KYIV, Ukraine (AP) — Russian shelling hit more civilian targets in Ukraine, starting a fire at a town's hospital, local officials said Tuesday, before what Kyiv authorities suspected was an impending new offensive by Russia around the anniversary of its invasion.
A hospital in the northeastern town of Vovchansk caught fire late Monday as a result of the shelling, regional Ukrainian emergency services reported.
The shelling caused multiple fires in the town, including at its two-story municipal hospital, the State Emergency Service in the northeastern Kharkiv region said in an online statement.
Emergency crews evacuated eight civilians from the site before putting out the blaze, which caused no casualties, authorities said.
Vovchansk is in the Kharkiv region, which was occupied by Russia after its full-scale invasion began on Feb. 24 and subsequently retaken by Ukraine during a counteroffensive last year.
The anticipated Russian push may seek to recapture territory Moscow lost in that counteroffensive.
Ukrainian officials say they expect the new drive to come in eastern and southern Ukraine, as the Kremlin strives to secure areas it has illegally annexed and where it claims its rule is welcomed.
Battlefield setbacks have embarrassed the Kremlin, and Russian President Vladimir Putin is keen to cement public support for the war. Ensuring Kremlin rule in the eastern Donbas industrial region, bordering Russia, is expected to be a key objective.
U.N. Secretary-General António Guterres expressed concern about an uptick in fighting as the winter draws to a close.
Peace prospects “keep diminishing” and “the chances of further escalation and bloodshed keep growing,” he said in a speech late Monday.
Some military analysts are skeptical, however, about Russia’s ability to mount a large new offensive in coming weeks. Ukraine and Russia are both still training their new troops and amassing weapons.
The U.K. Ministry of Defense said in an assessment Tuesday that Russia is “requiring undermanned, inexperienced units to achieve unrealistic objectives due to political and professional pressure.”
“Russian leaders will likely continue to demand sweeping advances,” it added. “It remains unlikely that Russia can build up the forces needed to substantially affect the outcome of the war within the coming weeks.”
Michael Kofman, an American military analyst and director of Russia Studies at the CAN, a research organization in Arlington, Virginia, tweeted on Monday it was unclear how big an offensive Russia is able to mount.

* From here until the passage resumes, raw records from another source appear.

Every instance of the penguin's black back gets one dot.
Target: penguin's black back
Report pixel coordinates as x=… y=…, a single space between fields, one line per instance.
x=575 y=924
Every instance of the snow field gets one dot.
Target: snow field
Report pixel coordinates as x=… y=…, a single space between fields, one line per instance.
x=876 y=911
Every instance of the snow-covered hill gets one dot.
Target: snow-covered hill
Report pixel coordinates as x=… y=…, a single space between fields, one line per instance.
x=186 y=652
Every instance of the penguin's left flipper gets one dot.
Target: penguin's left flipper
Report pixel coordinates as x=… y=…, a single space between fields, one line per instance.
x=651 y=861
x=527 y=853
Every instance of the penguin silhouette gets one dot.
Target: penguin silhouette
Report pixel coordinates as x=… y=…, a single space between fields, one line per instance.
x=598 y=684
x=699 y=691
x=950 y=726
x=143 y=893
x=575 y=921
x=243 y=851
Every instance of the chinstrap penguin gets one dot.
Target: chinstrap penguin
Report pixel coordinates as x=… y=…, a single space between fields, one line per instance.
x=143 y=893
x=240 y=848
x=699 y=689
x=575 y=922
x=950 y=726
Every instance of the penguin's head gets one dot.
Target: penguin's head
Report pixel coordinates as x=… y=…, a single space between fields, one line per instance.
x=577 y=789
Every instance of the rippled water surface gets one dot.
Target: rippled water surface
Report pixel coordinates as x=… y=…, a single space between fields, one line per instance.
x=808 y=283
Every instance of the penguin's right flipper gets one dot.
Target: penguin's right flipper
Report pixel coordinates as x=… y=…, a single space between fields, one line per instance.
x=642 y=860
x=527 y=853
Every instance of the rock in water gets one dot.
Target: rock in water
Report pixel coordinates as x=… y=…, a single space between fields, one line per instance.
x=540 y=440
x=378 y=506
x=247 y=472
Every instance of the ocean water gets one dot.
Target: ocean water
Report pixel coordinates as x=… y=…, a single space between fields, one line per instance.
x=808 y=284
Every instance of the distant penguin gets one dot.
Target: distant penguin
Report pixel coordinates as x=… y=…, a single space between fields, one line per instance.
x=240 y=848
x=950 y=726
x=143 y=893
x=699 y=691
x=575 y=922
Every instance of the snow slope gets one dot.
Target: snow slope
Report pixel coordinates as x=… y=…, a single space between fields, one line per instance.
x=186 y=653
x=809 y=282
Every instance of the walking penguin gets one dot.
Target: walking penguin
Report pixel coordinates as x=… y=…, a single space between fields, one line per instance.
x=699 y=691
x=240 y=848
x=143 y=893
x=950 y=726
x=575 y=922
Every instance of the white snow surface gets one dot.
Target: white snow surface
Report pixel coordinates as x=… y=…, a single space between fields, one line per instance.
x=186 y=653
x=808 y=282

He added, “but I suspect it may prove underwhelming, focused largely on the Donbas.”
Meanwhile, the shelling kept Ukraine’s civilian population under pressure in some areas of the country.
Russia launched six missile and two dozen air attacks as well as 75 shelling incidents hitting civilian targets in Kharkiv, Donetsk, Dnipropetrovsk and Kherson, over the past 24 hours, the General Staff of the Ukrainian Armed Forces said in a statement Tuesday.
About 60,000 households were left without water after Russian shelling near the Zaporizhzhia nuclear power plant cut the power supply to a local pumping station, authorities reported.
Mykola Lukashuk, who heads the Dnipropetrovsk Regional Council, accused Russian forces of firing on towns and villages neighboring the plant, Europe’s largest, with heavy artillery and multiple rocket-launchers overnight.